CU Regent Chance Hill said Wednesday that the letter was officially sent Tuesday. 

Hill said the letter is "important in setting the right tone for freshmen during their first week as they begin their academic journey."

The board approved the letter in June to be sent to all first-year students at University of Colorado Colorado Springs, University of Colorado Boulder, University of Colorado Denver, and the Anschutz Medical Campus.

"The University of Colorado is one of only a few universities that have recognized that students have rights of academic freedom in the classroom," the letter reads. "Your classes should challenge you intellectually and expose you to new ideas. Within the framework of how your faculty members conduct their classes, we hope that you engage each other, raise questions, and develop reasoned opinions."

"Every person in our community has a responsibility to protect the university as a forum for free expression of ideas, and we uphold our students' ability to voice their beliefs, even when others construe their speech as wrong or insensitive," the letter continues. "Rather than attempting to interfere with or suppress ideas you find offensive or unwarranted, we expect you to challenge them through the exercise of reason and debate."

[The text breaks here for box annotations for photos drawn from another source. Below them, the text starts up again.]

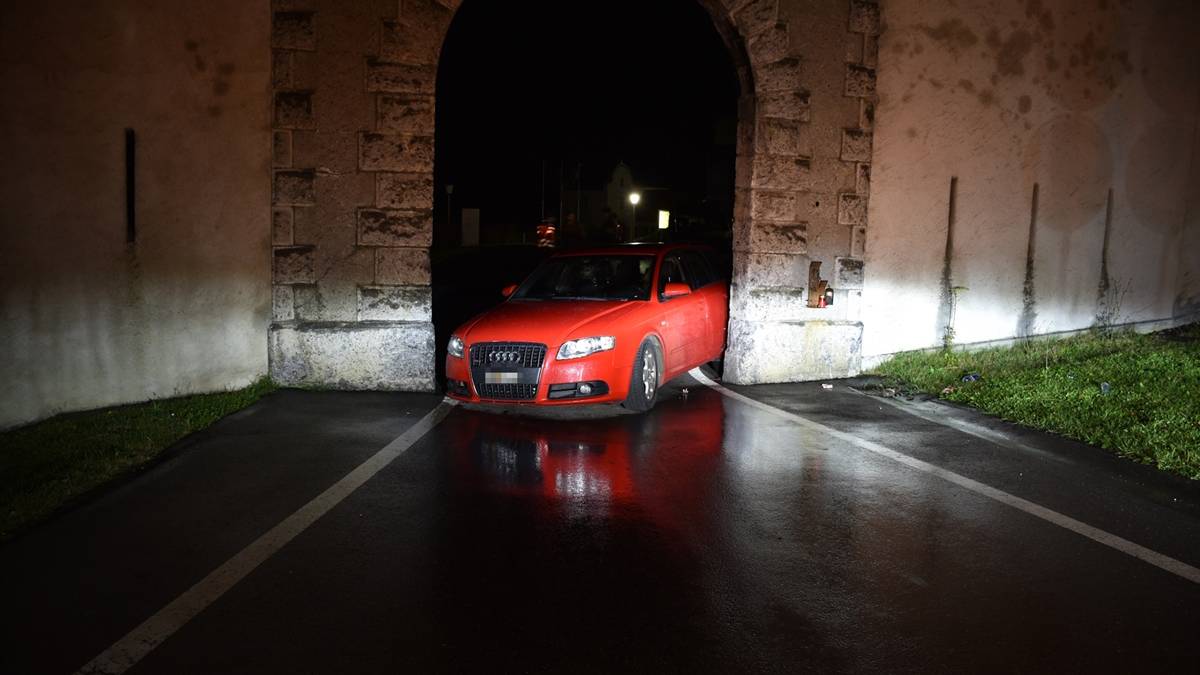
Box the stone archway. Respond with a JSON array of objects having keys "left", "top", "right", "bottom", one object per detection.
[{"left": 270, "top": 0, "right": 878, "bottom": 390}]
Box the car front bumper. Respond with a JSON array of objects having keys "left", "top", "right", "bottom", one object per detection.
[{"left": 446, "top": 351, "right": 629, "bottom": 406}]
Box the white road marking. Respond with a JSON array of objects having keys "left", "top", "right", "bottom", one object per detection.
[
  {"left": 79, "top": 399, "right": 455, "bottom": 675},
  {"left": 689, "top": 368, "right": 1200, "bottom": 584}
]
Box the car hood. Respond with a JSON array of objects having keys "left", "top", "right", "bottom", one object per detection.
[{"left": 457, "top": 300, "right": 640, "bottom": 348}]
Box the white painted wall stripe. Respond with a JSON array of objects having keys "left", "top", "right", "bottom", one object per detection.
[
  {"left": 689, "top": 368, "right": 1200, "bottom": 584},
  {"left": 79, "top": 399, "right": 455, "bottom": 675}
]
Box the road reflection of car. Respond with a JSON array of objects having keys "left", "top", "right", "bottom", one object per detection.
[
  {"left": 446, "top": 244, "right": 728, "bottom": 411},
  {"left": 446, "top": 388, "right": 725, "bottom": 504}
]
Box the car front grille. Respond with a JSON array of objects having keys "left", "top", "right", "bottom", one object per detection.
[
  {"left": 475, "top": 383, "right": 538, "bottom": 401},
  {"left": 469, "top": 342, "right": 546, "bottom": 401},
  {"left": 470, "top": 342, "right": 546, "bottom": 368}
]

The letter also notes that the university system doesn't "confine expression to free speech zones," a practice common at many universities.

Hill also said that the board is committed to upholding the causes of free speech, religious freedom and a diversity of opinions. 

The CU Board in May voted to hire Mark Kennedy, a former Republican congressman and president of the University of North Dakota, to head the CU system.

Kennedy "understands why these ideals remain important," Hill added.